In a closed container at constant pressure, "N"_2 gas expands from "49884 cm"^3 to "62355 cm"^3 when heated to "395 K" from an initial temperature. Given that C_P = "1.014 kJ/kg"cdot"K", what is the change in enthalpy for this heating process?

1 Answer
Oct 15, 2017

DeltaH ~~ "2.304 kJ/mol" added to "N"_2 gas.

What is the actual amount of heat involved? ("kJ", not "kJ/mol")

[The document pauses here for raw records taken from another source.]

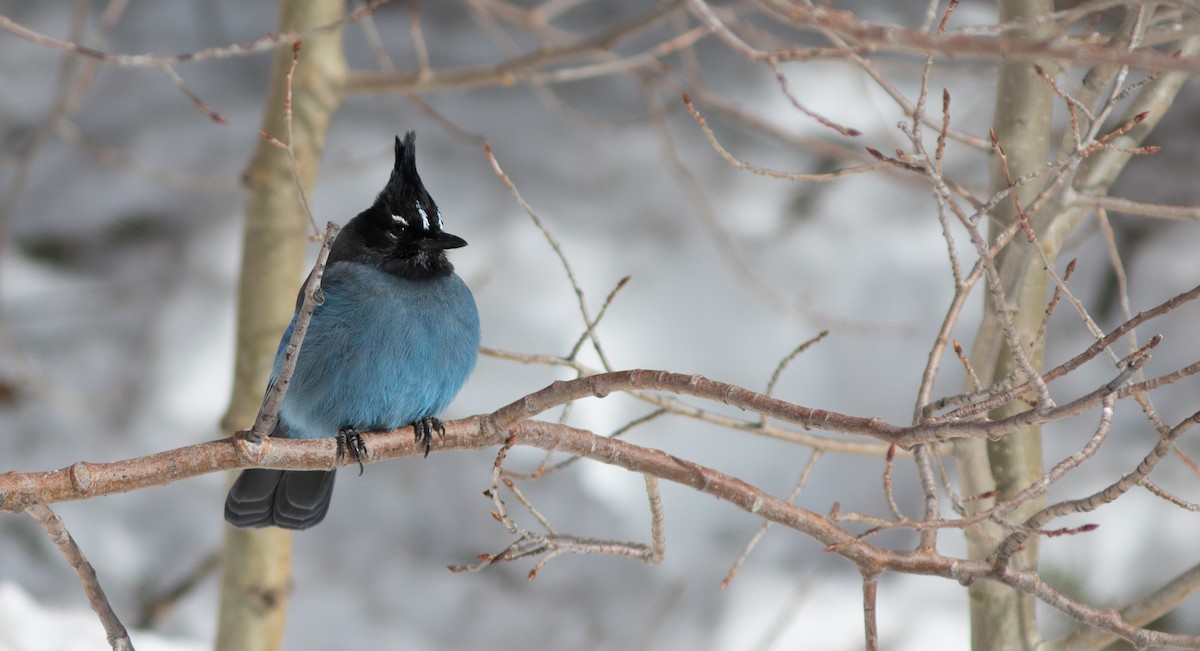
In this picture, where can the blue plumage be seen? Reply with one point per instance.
(390, 346)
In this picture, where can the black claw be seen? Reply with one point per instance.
(351, 440)
(424, 431)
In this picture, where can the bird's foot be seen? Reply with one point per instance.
(424, 431)
(351, 440)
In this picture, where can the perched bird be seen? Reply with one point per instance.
(391, 345)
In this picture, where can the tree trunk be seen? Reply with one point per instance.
(256, 579)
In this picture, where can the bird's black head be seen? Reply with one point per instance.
(402, 231)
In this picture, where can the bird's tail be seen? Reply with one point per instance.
(288, 499)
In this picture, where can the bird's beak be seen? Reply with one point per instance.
(438, 242)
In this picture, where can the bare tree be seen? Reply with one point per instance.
(1036, 351)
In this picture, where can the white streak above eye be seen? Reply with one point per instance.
(425, 219)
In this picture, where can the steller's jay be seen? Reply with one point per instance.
(391, 345)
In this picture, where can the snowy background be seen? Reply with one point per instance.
(117, 286)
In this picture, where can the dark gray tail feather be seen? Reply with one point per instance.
(288, 499)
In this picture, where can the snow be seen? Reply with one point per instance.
(125, 346)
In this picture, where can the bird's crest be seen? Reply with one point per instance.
(405, 196)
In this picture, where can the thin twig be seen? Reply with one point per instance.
(118, 637)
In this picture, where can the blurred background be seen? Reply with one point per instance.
(119, 249)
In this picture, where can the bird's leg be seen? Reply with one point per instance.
(424, 429)
(351, 440)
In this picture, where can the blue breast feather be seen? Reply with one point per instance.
(381, 352)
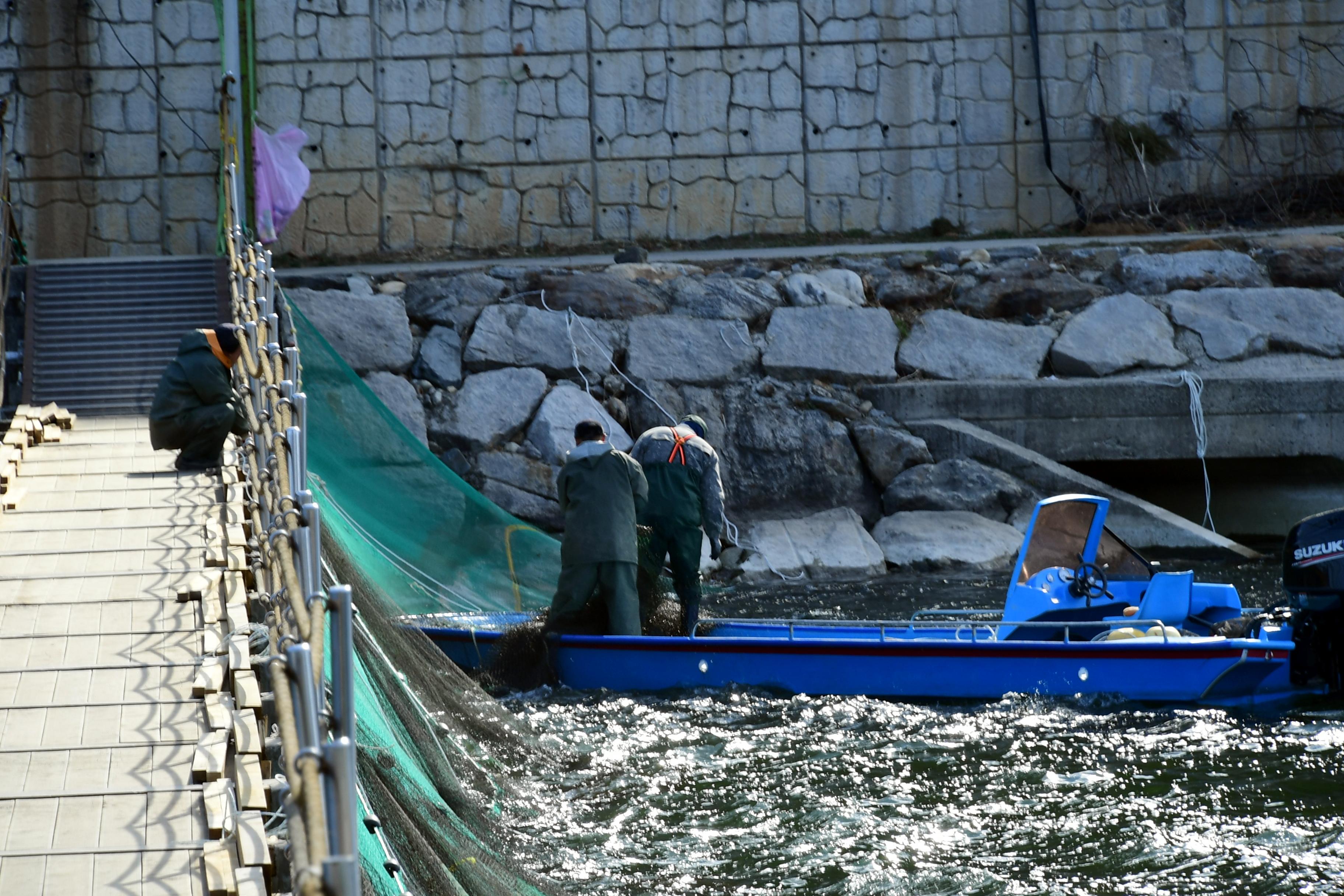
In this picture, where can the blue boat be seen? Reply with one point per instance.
(1085, 615)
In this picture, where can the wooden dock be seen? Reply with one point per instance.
(99, 725)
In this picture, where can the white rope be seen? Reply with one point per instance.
(1197, 417)
(601, 350)
(1195, 386)
(728, 524)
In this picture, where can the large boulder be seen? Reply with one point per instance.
(947, 540)
(840, 344)
(1116, 334)
(1034, 295)
(519, 472)
(689, 350)
(831, 545)
(608, 296)
(452, 301)
(951, 346)
(780, 457)
(955, 486)
(834, 287)
(1238, 323)
(525, 505)
(904, 289)
(1158, 274)
(722, 297)
(552, 432)
(441, 358)
(490, 409)
(370, 332)
(523, 336)
(888, 448)
(1319, 268)
(401, 399)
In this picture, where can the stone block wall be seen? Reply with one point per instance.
(467, 124)
(113, 125)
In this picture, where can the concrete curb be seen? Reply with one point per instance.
(456, 265)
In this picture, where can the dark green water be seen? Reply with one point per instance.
(746, 792)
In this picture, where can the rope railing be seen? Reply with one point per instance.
(316, 729)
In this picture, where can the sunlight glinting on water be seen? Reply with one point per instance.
(742, 792)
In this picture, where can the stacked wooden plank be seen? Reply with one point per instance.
(29, 428)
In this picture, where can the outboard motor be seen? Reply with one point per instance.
(1313, 574)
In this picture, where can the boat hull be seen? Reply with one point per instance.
(874, 663)
(1218, 671)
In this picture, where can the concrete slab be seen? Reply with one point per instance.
(1131, 418)
(1138, 522)
(97, 657)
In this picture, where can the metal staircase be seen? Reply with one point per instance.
(100, 332)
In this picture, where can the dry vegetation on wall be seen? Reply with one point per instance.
(1252, 171)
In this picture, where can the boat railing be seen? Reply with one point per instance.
(920, 621)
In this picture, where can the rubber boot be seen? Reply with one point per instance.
(691, 615)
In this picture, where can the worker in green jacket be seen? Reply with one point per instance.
(195, 407)
(686, 497)
(601, 493)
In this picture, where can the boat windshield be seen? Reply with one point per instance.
(1121, 562)
(1058, 538)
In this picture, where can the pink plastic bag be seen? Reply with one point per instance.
(281, 178)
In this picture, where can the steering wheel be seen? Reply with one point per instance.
(1089, 582)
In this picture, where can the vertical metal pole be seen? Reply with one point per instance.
(233, 74)
(299, 664)
(343, 792)
(314, 547)
(301, 420)
(343, 660)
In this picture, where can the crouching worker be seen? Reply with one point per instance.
(601, 493)
(195, 407)
(686, 496)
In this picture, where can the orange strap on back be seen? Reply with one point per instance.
(679, 447)
(217, 351)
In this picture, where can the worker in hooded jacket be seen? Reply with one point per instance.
(686, 497)
(195, 407)
(601, 493)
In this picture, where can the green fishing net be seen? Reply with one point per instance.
(439, 759)
(412, 524)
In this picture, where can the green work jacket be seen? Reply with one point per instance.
(601, 492)
(194, 379)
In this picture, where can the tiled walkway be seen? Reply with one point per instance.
(97, 660)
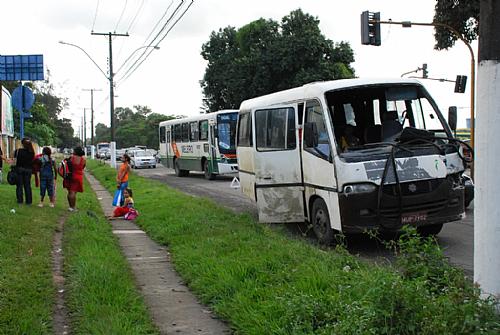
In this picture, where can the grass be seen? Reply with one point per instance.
(26, 288)
(265, 282)
(100, 293)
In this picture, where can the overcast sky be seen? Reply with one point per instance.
(168, 80)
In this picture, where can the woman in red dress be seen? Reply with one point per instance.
(76, 183)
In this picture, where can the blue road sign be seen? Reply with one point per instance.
(22, 98)
(22, 67)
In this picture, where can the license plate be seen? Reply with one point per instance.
(409, 218)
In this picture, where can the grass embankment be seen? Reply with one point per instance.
(264, 282)
(100, 292)
(26, 288)
(102, 296)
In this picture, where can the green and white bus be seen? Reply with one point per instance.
(204, 143)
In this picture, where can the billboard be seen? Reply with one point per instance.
(6, 114)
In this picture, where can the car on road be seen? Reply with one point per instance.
(141, 158)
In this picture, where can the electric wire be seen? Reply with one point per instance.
(95, 15)
(121, 15)
(162, 38)
(152, 31)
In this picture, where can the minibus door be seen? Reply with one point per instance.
(278, 176)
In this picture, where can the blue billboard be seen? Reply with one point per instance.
(21, 67)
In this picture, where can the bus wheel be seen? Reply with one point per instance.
(431, 230)
(178, 171)
(321, 222)
(206, 169)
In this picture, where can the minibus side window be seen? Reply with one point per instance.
(162, 134)
(314, 114)
(193, 136)
(275, 129)
(204, 130)
(245, 130)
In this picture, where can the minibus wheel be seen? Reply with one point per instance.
(431, 230)
(321, 222)
(206, 171)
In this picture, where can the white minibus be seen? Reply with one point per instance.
(351, 155)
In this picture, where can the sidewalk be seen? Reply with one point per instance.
(174, 309)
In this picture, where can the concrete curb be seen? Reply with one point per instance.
(174, 309)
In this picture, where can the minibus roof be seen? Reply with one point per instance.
(317, 89)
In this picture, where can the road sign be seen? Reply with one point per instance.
(22, 98)
(21, 67)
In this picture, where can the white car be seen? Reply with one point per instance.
(141, 158)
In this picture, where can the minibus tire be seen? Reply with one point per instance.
(206, 171)
(178, 171)
(320, 220)
(431, 230)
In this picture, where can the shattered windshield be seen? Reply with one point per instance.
(374, 114)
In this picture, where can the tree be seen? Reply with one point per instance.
(461, 15)
(265, 56)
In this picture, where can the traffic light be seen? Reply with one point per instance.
(425, 74)
(370, 28)
(460, 84)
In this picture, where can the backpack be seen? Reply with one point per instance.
(46, 169)
(65, 168)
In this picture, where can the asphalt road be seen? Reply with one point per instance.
(456, 238)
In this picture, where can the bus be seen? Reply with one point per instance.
(351, 155)
(203, 143)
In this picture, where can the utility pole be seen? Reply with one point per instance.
(85, 127)
(486, 209)
(92, 90)
(111, 84)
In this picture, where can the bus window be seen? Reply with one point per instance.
(193, 136)
(271, 127)
(185, 132)
(177, 133)
(314, 114)
(162, 135)
(204, 130)
(245, 130)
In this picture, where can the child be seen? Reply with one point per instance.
(48, 173)
(128, 204)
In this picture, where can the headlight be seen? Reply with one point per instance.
(359, 188)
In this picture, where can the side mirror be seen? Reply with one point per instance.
(452, 117)
(310, 135)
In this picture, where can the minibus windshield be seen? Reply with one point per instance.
(379, 113)
(226, 132)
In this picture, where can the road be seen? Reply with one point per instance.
(456, 239)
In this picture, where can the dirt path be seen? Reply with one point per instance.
(60, 313)
(175, 310)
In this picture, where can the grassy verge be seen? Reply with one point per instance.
(264, 282)
(26, 288)
(102, 297)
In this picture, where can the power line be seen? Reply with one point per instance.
(121, 15)
(132, 70)
(95, 15)
(139, 10)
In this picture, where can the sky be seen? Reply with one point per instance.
(168, 81)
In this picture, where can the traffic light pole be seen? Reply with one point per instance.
(408, 24)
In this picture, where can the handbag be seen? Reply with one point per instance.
(118, 197)
(12, 175)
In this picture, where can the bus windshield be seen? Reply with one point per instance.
(226, 132)
(373, 114)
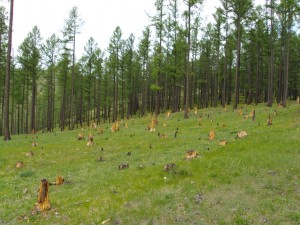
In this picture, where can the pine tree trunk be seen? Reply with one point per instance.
(7, 75)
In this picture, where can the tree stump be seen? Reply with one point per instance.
(43, 197)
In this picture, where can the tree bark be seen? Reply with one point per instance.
(7, 75)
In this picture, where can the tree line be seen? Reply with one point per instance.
(248, 54)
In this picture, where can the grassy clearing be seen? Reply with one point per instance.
(254, 180)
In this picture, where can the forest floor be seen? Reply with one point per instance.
(250, 180)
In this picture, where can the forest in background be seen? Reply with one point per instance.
(247, 55)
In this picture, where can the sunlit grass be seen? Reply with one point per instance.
(253, 180)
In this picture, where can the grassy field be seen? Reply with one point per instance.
(251, 180)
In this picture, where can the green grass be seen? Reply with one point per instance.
(254, 180)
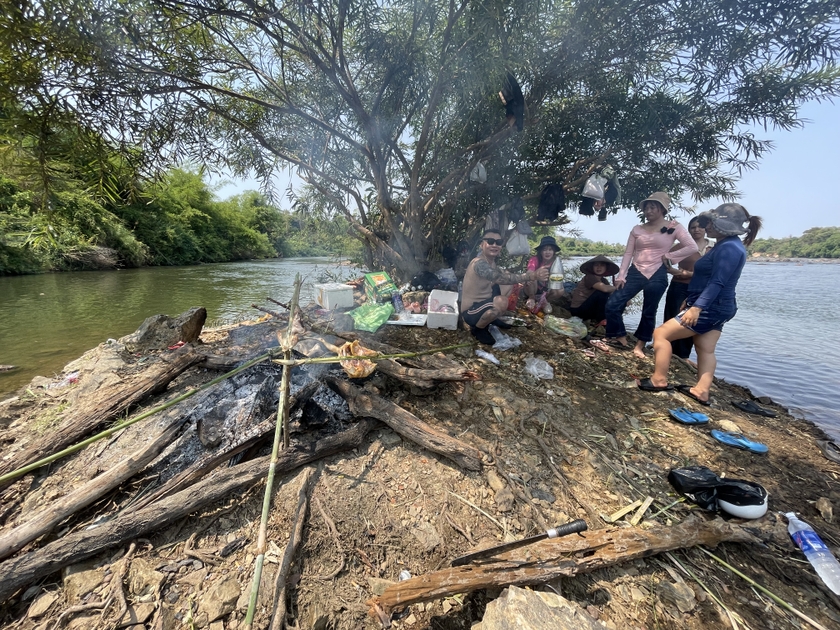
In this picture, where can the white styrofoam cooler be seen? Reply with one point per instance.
(438, 299)
(334, 295)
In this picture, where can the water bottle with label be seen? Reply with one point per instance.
(556, 275)
(820, 557)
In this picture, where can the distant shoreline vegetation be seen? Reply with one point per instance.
(814, 243)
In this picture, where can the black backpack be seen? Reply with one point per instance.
(552, 202)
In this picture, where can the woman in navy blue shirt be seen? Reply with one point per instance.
(710, 302)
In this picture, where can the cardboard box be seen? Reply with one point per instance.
(379, 287)
(443, 310)
(334, 295)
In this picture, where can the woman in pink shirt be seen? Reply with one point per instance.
(647, 244)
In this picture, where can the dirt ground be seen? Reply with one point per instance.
(581, 445)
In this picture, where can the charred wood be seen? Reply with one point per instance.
(25, 569)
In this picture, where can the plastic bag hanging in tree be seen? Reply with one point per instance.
(517, 244)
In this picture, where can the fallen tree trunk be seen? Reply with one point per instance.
(25, 569)
(104, 406)
(407, 425)
(43, 522)
(281, 582)
(552, 558)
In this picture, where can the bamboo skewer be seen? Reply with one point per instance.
(282, 427)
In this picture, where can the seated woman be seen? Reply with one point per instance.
(535, 291)
(681, 276)
(591, 294)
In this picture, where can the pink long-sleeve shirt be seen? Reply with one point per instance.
(645, 249)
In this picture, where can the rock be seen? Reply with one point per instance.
(679, 594)
(194, 579)
(521, 609)
(79, 580)
(389, 438)
(142, 578)
(427, 535)
(220, 598)
(505, 500)
(826, 509)
(41, 605)
(543, 495)
(137, 614)
(494, 480)
(160, 331)
(378, 585)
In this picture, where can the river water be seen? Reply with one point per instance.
(782, 344)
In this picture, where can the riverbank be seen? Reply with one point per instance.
(583, 444)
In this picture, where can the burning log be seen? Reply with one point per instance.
(407, 425)
(560, 557)
(80, 545)
(104, 406)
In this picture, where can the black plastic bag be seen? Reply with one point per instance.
(741, 492)
(698, 484)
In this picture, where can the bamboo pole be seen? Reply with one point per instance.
(282, 427)
(123, 425)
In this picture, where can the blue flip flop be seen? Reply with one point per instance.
(686, 416)
(738, 441)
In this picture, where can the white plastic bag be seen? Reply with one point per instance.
(503, 341)
(594, 187)
(478, 174)
(517, 244)
(539, 368)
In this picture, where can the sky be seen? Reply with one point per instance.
(793, 189)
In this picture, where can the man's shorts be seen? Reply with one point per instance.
(474, 312)
(711, 319)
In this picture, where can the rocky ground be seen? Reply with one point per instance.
(583, 444)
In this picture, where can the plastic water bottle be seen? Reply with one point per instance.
(555, 274)
(820, 557)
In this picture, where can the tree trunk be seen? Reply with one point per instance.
(104, 406)
(553, 558)
(43, 522)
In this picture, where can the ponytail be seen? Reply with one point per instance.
(752, 229)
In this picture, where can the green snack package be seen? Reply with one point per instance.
(369, 316)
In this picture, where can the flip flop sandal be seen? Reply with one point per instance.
(738, 441)
(647, 386)
(615, 344)
(830, 449)
(685, 390)
(685, 416)
(750, 407)
(603, 347)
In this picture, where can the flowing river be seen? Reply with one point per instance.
(781, 344)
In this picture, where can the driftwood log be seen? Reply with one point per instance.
(25, 569)
(42, 522)
(407, 424)
(560, 557)
(102, 407)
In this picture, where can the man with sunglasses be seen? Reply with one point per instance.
(484, 293)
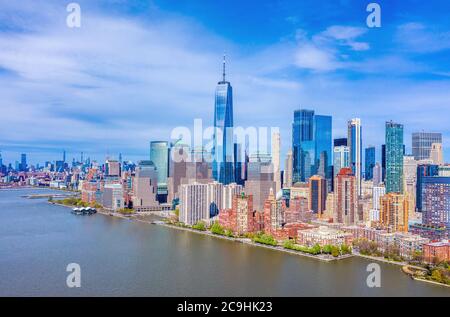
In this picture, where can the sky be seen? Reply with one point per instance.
(136, 70)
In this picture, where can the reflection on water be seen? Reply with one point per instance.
(125, 258)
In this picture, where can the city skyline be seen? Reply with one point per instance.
(301, 64)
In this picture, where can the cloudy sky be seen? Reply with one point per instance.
(135, 70)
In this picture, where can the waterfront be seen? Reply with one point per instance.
(120, 257)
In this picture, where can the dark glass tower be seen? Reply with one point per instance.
(311, 143)
(223, 148)
(370, 162)
(394, 157)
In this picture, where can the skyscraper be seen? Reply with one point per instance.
(436, 154)
(436, 201)
(341, 158)
(311, 143)
(377, 174)
(276, 144)
(345, 197)
(23, 162)
(423, 171)
(223, 150)
(288, 169)
(370, 162)
(159, 155)
(317, 194)
(394, 157)
(421, 144)
(355, 144)
(394, 212)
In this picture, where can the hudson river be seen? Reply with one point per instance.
(126, 258)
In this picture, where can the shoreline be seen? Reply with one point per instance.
(247, 241)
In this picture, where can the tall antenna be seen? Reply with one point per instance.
(223, 74)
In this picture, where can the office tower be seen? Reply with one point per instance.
(423, 170)
(183, 170)
(260, 179)
(159, 155)
(223, 170)
(422, 142)
(145, 185)
(444, 170)
(112, 168)
(273, 213)
(345, 197)
(193, 203)
(229, 192)
(288, 166)
(436, 154)
(238, 177)
(276, 144)
(377, 193)
(436, 201)
(317, 194)
(355, 143)
(409, 182)
(23, 163)
(311, 143)
(341, 158)
(394, 157)
(324, 151)
(370, 162)
(340, 142)
(383, 162)
(377, 174)
(394, 211)
(239, 218)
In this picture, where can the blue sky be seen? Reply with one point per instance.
(135, 70)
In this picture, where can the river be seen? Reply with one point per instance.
(120, 257)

Since you know the mols and pressure of the gas are constant, you can start from the ideal gas law to find:

PV_1 = nRT_1
PV_2 = nRT_2

Dividing these gives Charles's law:

V_1/T_1 = V_2/T_2

So, the first temperature, which you need, was:

T_1 = (V_1/V_2)T_2

= ("49884 cm"^3)/("62355 cm"^3) cdot "395 K"

= "316 K"

Now, you can use the definition of the change in enthalpy, or the heat flow at constant pressure:

DeltaH = int_(T_1)^(T_2) ((delH)/(delT))_PdT

= int_(T_1)^(T_2) C_PdT

where C_P is the constant-pressure heat capacity of the gas. We assume that C_P does not vary in the temperature range.

Therefore:

DeltaH ~~ C_P int_(T_1)^(T_2)dT

This integral easily gives:

color(blue)(DeltaH) ~~ C_P(T_2 - T_1)

= "1.041 kJ"/(cancel"kg"cdotcancel"K") xx cancel"1 kg"/(1000 cancel"g") xx (28.014 cancel"g")/"1 mol N"_2 xx (395 cancel"K" - 316 cancel"K")

= color(blue)("2.304 kJ/mol N"_2)

This means "2.304 kJ" of heat went into "N"_2 to expand it at constant pressure for every "mol" of "N"_2 there was.